Picsolve International Ltd.
- Formation: 1994; 32 years ago
- Headquarters: Derby, UK
- Services: Imagery capture, distribution and retailing for leisure, theme park and tourist industries
- Website: https://www.picsolve.com/
- Formerly called: Rx Technology Europe Ltd

= Picsolve International =

Image capture and distribution company

Picsolve International Ltd. is a provider of imagery capture, distribution platforms and retailing solutions for the leisure, theme park and tourist industries. Picsolve is based in Derby, UK and has offices in the US, South East Asia and the Middle East. Picsolve was formerly known as Rx Technology Europe Ltd. Picsolve has operations at ~500 sites around the world and employs up to 1,500 staff throughout the year.

== History ==

Rx Technology was founded in 1994 in Derby, UK and later changed its name to Picsolve International Ltd in 2002. The business was acquired by Meridian Equity from its founding owner managers in May 2006. In July 2008 Picsolve was bought by Fidelity Equity Partners in a management buy out worth £33m. The deal included a senior debt package of 13m provided by Royal Bank of Scotland.

===Investment===
In 2012 Picsolve received a £10m investment from private backers to invest in capital and wipe out debt. In November 2013 it was announced that Picsolve had received a US$13m investment from Moonray Investors, part of Fidelity Worldwide Investment.

=== Transition ===
The company entered administration on 4 May 2020 with Deloitte appointed as administrators. The company then merged with Tel Aviv-based AI specialists Pomvom, closing the deal on 19 June 2020.

== Products ==

Picsolve provide a range of photography services to theme parks and leisure attractions including ride photography, walkabout & event photography, ride video, green screen experiences, waterpark photography and digital products. In 2012 Picsolve launched GSX which uses green screen technology to superimpose people into videos.

=== Ride Photography ===

Picsolve installs and operates ride photography on rollercoasters (sometimes referred to as on-ride photography) and rides at more than 350 locations throughout the world. Picsolve technology employs shutterless cameras capable of capturing between 4 and 30 frames per second at 16 megapixel resolution. These cameras have the ability to capture images with an equivalent shutter speed of 1/10,000th second.
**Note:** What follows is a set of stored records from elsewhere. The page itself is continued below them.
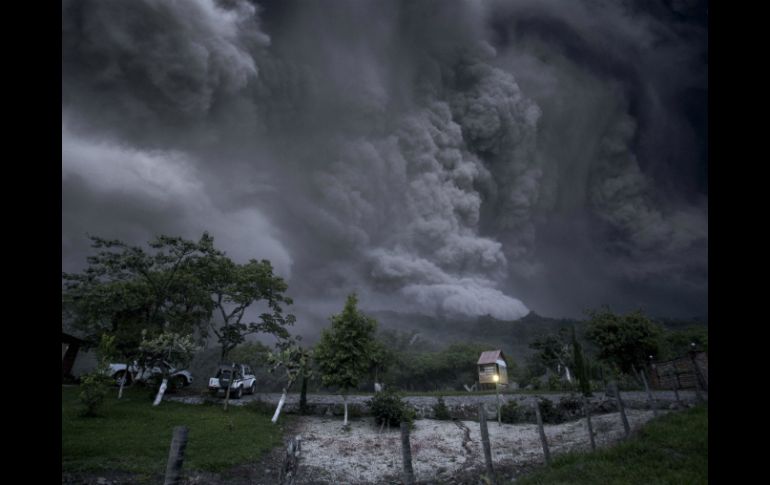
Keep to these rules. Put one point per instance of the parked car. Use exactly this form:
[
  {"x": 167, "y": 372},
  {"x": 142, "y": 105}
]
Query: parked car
[
  {"x": 239, "y": 377},
  {"x": 177, "y": 378}
]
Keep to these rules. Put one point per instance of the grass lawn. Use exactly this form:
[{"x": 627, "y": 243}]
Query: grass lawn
[
  {"x": 131, "y": 435},
  {"x": 672, "y": 449}
]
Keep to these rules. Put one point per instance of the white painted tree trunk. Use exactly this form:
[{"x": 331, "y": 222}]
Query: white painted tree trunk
[
  {"x": 122, "y": 383},
  {"x": 280, "y": 405},
  {"x": 161, "y": 391}
]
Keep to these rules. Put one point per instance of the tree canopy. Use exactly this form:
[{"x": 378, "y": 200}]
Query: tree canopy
[
  {"x": 174, "y": 285},
  {"x": 626, "y": 341},
  {"x": 344, "y": 352}
]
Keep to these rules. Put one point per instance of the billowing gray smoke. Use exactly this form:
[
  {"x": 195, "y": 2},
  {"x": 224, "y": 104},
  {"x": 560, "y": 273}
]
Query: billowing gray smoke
[{"x": 455, "y": 158}]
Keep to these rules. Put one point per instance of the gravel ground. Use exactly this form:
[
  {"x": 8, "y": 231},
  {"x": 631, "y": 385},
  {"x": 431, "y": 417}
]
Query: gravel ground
[{"x": 441, "y": 450}]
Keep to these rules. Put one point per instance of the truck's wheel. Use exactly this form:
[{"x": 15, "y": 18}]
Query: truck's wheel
[
  {"x": 118, "y": 376},
  {"x": 178, "y": 382}
]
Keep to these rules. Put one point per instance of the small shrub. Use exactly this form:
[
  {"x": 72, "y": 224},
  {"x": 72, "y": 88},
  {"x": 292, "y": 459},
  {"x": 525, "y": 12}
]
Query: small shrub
[
  {"x": 510, "y": 412},
  {"x": 260, "y": 407},
  {"x": 554, "y": 383},
  {"x": 387, "y": 407},
  {"x": 440, "y": 411},
  {"x": 549, "y": 412},
  {"x": 93, "y": 389}
]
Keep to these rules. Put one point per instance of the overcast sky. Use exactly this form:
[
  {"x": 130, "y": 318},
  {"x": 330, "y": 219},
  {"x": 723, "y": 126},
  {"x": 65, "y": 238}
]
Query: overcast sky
[{"x": 455, "y": 158}]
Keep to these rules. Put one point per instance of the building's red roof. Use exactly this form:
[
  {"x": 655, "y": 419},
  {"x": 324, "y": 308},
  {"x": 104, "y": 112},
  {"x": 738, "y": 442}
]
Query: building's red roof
[{"x": 490, "y": 357}]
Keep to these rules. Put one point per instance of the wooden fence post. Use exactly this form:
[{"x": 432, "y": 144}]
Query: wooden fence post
[
  {"x": 539, "y": 417},
  {"x": 176, "y": 456},
  {"x": 700, "y": 381},
  {"x": 649, "y": 395},
  {"x": 485, "y": 441},
  {"x": 675, "y": 384},
  {"x": 288, "y": 474},
  {"x": 622, "y": 410},
  {"x": 406, "y": 453},
  {"x": 587, "y": 413}
]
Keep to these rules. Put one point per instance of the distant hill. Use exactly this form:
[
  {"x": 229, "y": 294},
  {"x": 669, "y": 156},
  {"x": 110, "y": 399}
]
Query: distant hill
[{"x": 513, "y": 337}]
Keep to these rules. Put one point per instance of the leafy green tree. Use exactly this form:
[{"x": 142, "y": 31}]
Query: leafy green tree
[
  {"x": 127, "y": 289},
  {"x": 624, "y": 341},
  {"x": 234, "y": 289},
  {"x": 579, "y": 364},
  {"x": 344, "y": 351}
]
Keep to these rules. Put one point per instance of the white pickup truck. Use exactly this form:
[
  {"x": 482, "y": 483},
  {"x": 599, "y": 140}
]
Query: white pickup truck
[
  {"x": 177, "y": 378},
  {"x": 238, "y": 376}
]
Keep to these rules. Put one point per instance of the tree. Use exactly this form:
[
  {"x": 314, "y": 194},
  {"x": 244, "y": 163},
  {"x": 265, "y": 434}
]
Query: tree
[
  {"x": 94, "y": 386},
  {"x": 581, "y": 369},
  {"x": 166, "y": 351},
  {"x": 234, "y": 289},
  {"x": 625, "y": 341},
  {"x": 127, "y": 289},
  {"x": 344, "y": 351},
  {"x": 293, "y": 359}
]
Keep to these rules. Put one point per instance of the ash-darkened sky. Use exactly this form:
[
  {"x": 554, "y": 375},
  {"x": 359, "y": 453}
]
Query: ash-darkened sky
[{"x": 454, "y": 158}]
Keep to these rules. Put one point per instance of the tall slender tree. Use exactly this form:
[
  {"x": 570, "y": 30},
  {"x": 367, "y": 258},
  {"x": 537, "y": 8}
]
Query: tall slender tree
[{"x": 344, "y": 351}]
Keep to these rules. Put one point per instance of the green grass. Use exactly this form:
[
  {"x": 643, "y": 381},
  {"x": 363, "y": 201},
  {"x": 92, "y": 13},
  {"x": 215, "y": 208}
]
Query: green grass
[
  {"x": 133, "y": 436},
  {"x": 672, "y": 449}
]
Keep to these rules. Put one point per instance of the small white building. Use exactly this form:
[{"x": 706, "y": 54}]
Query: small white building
[{"x": 493, "y": 369}]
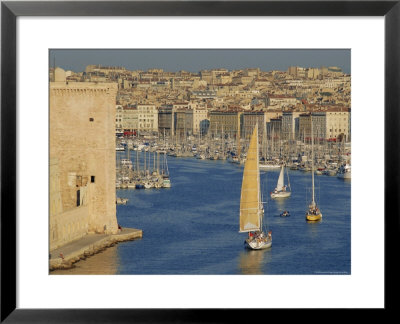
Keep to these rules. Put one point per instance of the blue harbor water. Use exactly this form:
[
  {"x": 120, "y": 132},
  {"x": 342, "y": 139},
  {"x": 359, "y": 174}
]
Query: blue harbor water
[{"x": 193, "y": 227}]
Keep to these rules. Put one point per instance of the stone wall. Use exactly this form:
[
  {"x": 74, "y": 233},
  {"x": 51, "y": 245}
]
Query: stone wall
[{"x": 82, "y": 151}]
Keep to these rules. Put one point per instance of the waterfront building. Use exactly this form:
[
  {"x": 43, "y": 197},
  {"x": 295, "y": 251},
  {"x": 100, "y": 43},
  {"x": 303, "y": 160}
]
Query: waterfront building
[
  {"x": 274, "y": 128},
  {"x": 82, "y": 160},
  {"x": 130, "y": 119},
  {"x": 118, "y": 119},
  {"x": 180, "y": 122},
  {"x": 147, "y": 118},
  {"x": 203, "y": 94},
  {"x": 337, "y": 123},
  {"x": 304, "y": 126},
  {"x": 281, "y": 101},
  {"x": 166, "y": 120},
  {"x": 289, "y": 122},
  {"x": 226, "y": 121},
  {"x": 200, "y": 119}
]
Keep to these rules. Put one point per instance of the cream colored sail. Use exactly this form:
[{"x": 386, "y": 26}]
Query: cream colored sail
[
  {"x": 280, "y": 184},
  {"x": 250, "y": 211}
]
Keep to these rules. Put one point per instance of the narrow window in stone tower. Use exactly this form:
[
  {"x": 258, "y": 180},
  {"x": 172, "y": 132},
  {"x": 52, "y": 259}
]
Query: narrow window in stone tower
[{"x": 78, "y": 198}]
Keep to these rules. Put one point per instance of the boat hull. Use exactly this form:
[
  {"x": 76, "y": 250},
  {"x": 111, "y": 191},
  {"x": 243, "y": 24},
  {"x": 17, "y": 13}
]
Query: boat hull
[
  {"x": 283, "y": 194},
  {"x": 313, "y": 217},
  {"x": 258, "y": 245},
  {"x": 346, "y": 175}
]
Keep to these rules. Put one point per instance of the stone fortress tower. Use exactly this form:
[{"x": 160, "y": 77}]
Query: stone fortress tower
[{"x": 82, "y": 159}]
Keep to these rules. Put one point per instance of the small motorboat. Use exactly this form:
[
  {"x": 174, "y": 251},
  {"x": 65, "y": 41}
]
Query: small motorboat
[{"x": 285, "y": 214}]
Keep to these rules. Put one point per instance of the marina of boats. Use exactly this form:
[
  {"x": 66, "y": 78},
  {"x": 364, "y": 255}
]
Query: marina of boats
[{"x": 143, "y": 161}]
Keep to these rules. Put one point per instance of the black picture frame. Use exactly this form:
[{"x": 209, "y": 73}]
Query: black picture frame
[{"x": 10, "y": 10}]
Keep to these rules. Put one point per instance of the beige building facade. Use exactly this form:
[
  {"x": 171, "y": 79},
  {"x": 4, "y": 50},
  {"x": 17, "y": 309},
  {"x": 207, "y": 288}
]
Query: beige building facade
[
  {"x": 82, "y": 160},
  {"x": 147, "y": 118}
]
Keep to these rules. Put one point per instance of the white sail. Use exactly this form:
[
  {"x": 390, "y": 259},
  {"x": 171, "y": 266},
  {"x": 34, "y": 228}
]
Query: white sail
[{"x": 280, "y": 185}]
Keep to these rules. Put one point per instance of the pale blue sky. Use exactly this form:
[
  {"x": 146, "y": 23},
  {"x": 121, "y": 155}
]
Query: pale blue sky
[{"x": 195, "y": 60}]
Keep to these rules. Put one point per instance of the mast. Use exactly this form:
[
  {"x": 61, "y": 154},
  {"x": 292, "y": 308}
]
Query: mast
[
  {"x": 312, "y": 160},
  {"x": 238, "y": 138},
  {"x": 251, "y": 211}
]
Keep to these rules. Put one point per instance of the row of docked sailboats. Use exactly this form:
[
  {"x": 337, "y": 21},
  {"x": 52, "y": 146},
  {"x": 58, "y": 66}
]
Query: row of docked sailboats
[{"x": 251, "y": 215}]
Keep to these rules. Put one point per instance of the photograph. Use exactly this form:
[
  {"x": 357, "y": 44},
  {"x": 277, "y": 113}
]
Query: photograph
[{"x": 199, "y": 161}]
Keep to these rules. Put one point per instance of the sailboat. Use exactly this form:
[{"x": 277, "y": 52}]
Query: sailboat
[
  {"x": 281, "y": 190},
  {"x": 313, "y": 213},
  {"x": 251, "y": 208}
]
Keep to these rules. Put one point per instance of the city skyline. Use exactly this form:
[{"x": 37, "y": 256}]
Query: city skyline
[{"x": 195, "y": 60}]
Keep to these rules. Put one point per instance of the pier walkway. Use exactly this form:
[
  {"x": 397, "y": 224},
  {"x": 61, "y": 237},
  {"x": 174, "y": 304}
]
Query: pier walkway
[{"x": 64, "y": 256}]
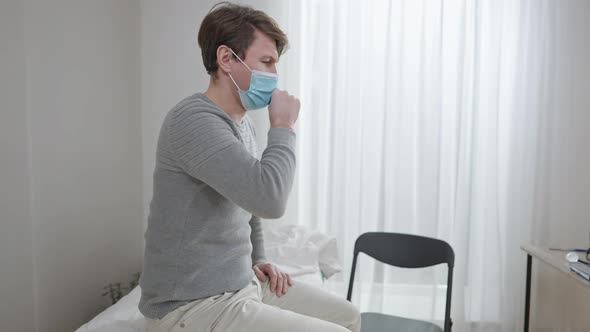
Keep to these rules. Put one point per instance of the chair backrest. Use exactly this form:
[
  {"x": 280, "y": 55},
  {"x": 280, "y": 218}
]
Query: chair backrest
[{"x": 408, "y": 251}]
=== Walkabout & Event Photography ===

Picsolve provide a walkabout photography service at a range of locations including Alton Towers, Atlantic, The Palm and Legoland Windsor
.

=== Ride video ===

Ride videos provide video footage of theme park rides for guests. Picsolve has installations that feature both on-board and off-board footage which are combined to create footage which is sold to guests on DVD.

=== GSX (Green screen experience) ===

Using green screen technology Picsolve are able to provide theme park and attraction visitors with superimposed photos. Pictures are taken against either a green or blue screen and then superimposed to make visitors appear against a different backdrop. In 2012 the GSX system won the IAAPA 2012 Brass Ring Award Best New Product in the Games and Merchandise category.

=== Waterpark Photography ===

Picsolve offer image capture solutions for use with water-based rides.

=== Digital Products ===

Picsolve provide services that allow photos to be accessed online, on mobile and shared across social networks.

== Awards ==

- IAAPA 2012 Brass Ring Award Best New Product in the Games and Merchandise category.